KABUL, Sept. 11 (Xinhua) -- For 12 years, Shah Agha, 42, drove trucks for a U.S. company transporting supplies for U.S. forces.
Life as a trucker was an endless road of pain and suffering. He was under constant fear of violence, both from Afghan militias attacking coalition convoys and for his service as a driver for occupying forces.
"As a driver for U.S. forces and to forget my daily fears on the roads and highways, I used to smoke heroin," Agha said. "There were constant problems. I had to use something to forget my suffering."
Heroin is a big problem in Afghanistan. According to locals, farmers eagerly restarted poppy cultivation and processing heroin right under the noses of an informal alliance of foreign forces and regional warlords.
That cooperation explains how the country could become a narco-state during the presence of some 150,000-strong U.S.-led international forces.
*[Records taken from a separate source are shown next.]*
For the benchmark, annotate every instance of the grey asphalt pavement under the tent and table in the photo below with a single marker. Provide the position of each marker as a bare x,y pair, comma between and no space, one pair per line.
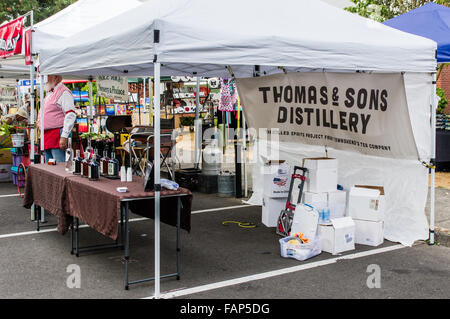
217,261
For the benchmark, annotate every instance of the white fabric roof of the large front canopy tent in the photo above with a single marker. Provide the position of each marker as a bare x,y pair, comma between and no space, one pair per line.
201,36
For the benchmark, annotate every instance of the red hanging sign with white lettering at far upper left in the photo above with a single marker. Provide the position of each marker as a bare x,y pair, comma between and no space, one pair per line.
11,38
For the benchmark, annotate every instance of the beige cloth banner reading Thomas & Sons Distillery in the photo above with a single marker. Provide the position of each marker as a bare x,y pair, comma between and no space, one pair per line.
365,113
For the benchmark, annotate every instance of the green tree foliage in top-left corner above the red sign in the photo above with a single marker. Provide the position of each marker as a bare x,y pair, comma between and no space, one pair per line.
42,9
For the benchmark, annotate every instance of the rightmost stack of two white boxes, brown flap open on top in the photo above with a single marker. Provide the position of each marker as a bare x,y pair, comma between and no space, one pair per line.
366,207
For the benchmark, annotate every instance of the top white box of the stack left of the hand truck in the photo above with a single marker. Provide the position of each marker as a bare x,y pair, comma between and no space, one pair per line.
277,179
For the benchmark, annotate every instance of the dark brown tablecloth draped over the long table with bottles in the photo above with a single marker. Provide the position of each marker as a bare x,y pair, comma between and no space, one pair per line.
97,203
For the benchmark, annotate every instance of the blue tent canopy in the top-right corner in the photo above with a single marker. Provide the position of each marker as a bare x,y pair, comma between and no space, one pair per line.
430,21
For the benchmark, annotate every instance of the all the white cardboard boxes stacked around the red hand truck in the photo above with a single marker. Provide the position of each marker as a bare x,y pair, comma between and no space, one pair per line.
364,221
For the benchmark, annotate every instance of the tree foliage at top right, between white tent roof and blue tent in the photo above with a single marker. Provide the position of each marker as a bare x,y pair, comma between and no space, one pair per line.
382,10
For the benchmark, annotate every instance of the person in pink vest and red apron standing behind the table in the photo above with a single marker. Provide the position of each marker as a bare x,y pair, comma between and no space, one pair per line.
59,118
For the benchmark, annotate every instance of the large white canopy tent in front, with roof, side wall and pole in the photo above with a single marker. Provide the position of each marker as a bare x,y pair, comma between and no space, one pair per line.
199,37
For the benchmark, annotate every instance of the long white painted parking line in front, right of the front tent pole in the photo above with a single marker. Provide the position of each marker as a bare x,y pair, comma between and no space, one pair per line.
273,273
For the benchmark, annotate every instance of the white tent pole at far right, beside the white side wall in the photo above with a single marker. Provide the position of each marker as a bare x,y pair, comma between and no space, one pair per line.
433,158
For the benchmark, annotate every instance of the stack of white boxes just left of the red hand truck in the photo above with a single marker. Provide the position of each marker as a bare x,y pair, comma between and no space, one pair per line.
277,179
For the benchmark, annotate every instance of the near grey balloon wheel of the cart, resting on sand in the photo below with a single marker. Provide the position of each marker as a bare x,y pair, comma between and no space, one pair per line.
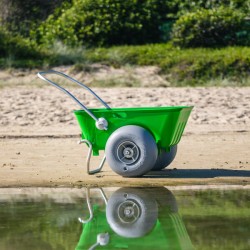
131,151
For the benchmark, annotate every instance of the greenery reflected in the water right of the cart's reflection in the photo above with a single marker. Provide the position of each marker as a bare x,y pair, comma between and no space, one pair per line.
216,219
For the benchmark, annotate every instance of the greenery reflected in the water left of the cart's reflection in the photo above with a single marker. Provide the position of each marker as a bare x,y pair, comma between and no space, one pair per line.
39,225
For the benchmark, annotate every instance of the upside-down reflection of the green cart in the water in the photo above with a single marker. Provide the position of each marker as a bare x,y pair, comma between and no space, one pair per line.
134,218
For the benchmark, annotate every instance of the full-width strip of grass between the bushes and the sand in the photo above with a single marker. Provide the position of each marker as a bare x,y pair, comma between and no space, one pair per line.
229,66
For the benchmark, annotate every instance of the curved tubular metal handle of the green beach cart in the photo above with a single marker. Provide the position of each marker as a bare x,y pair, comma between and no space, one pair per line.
41,76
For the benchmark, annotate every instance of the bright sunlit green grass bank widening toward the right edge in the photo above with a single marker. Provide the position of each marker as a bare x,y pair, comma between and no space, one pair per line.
183,66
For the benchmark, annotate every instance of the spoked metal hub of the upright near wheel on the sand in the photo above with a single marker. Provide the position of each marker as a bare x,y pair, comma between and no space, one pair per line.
128,152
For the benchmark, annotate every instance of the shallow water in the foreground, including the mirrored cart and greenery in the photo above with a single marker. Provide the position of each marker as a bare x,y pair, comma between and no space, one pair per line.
124,218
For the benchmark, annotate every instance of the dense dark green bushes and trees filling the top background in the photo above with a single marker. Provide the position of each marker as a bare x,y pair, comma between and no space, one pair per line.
98,23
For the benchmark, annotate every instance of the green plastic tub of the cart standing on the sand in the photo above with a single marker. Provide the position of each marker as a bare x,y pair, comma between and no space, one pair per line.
166,124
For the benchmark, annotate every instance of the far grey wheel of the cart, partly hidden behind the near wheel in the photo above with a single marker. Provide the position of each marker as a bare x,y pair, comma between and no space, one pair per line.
165,158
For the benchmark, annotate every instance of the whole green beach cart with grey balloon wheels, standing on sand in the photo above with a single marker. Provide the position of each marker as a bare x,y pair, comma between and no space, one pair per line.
135,140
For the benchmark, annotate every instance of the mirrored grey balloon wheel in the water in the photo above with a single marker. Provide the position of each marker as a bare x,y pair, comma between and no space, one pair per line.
131,212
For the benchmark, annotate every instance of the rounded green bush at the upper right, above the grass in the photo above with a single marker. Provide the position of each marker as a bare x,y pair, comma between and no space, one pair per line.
211,28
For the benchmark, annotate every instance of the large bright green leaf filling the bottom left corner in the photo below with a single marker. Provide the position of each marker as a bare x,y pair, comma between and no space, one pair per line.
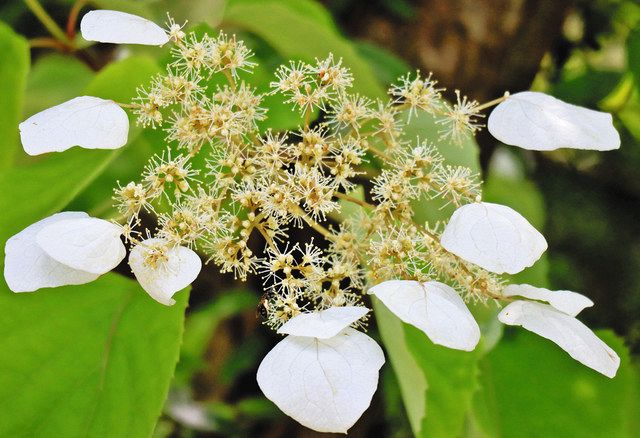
92,360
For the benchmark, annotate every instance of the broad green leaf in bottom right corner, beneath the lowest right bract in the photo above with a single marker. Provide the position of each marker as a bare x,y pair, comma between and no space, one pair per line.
531,388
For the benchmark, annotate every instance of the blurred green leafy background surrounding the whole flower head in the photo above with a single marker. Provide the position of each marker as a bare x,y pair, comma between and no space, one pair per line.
586,203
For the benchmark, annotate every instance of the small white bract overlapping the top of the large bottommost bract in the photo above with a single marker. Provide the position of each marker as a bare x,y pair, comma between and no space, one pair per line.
324,324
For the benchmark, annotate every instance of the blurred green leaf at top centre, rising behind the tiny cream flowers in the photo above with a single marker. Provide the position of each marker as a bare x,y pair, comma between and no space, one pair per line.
296,34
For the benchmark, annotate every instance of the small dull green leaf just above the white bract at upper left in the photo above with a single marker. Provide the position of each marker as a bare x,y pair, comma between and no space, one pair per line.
55,79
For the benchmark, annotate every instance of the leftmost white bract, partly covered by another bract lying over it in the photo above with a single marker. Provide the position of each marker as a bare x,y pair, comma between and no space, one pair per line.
28,268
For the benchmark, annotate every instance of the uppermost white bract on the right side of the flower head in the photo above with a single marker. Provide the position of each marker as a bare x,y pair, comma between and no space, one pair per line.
540,122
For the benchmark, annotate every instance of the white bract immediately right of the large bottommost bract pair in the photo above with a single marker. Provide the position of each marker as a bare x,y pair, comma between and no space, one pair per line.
434,308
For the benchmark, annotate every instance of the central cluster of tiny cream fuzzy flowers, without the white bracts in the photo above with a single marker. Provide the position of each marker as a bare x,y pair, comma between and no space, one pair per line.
268,183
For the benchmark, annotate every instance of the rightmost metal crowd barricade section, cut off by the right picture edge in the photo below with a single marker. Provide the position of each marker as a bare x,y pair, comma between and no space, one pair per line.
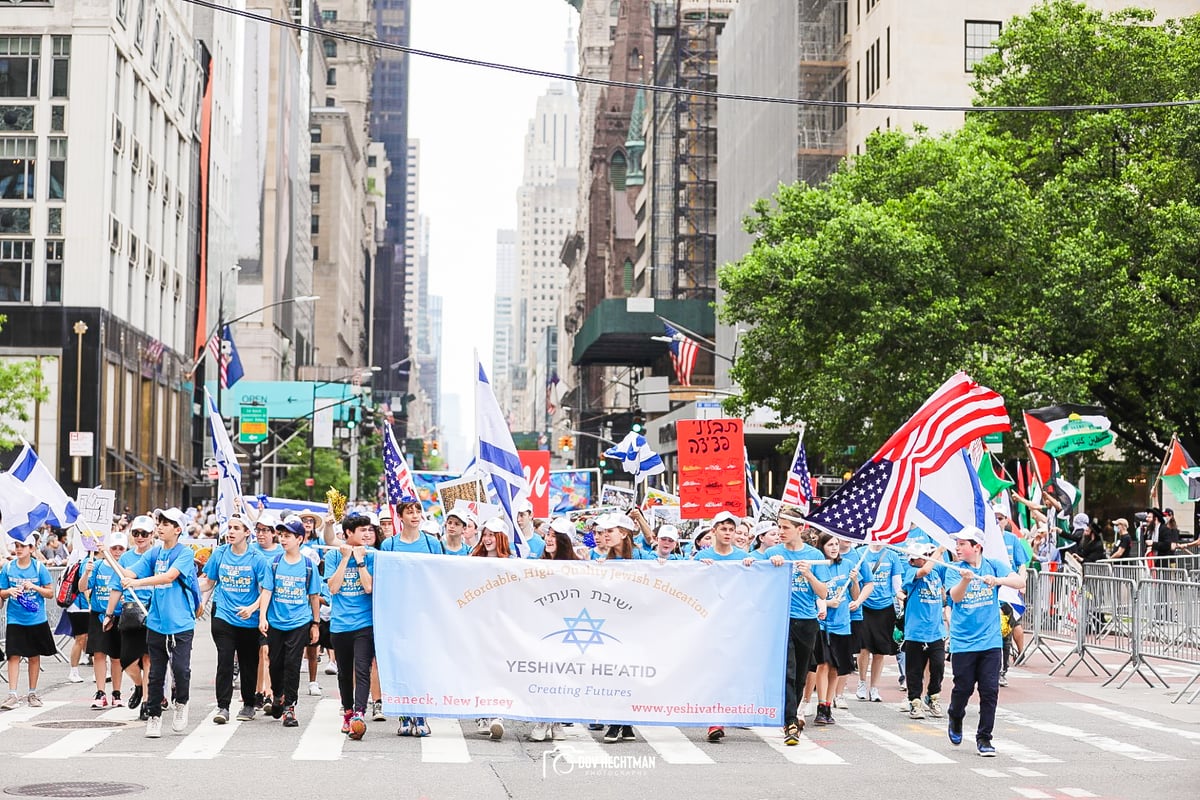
1168,624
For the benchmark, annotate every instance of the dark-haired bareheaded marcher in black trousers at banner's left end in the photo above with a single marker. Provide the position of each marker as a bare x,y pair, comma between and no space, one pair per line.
350,572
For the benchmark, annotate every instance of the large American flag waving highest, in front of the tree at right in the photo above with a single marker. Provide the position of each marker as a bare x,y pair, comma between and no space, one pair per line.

The number of drug addicts has also increased, only adding to the suffering of the poverty-stricken Afghans.
Nineteen-year-old Abu Bakr became addicted by using tablet K, a Western-made drug common among Afghan youth.
In 2015, there were about 3.5 million addicts in Afghanistan, according to Mohammad Dawod Jaihon, head of Jangalak Hospital, "This year, we have provided treatment to some 1,700 addicts and discharged them from the hospital."
Najibullah Jami, a Kabul university professor and political analyst, said that "the most tangible gift of 20 years of U.S. military presence in Afghanistan is nothing more than poverty, millions of addicts and isolation of the country."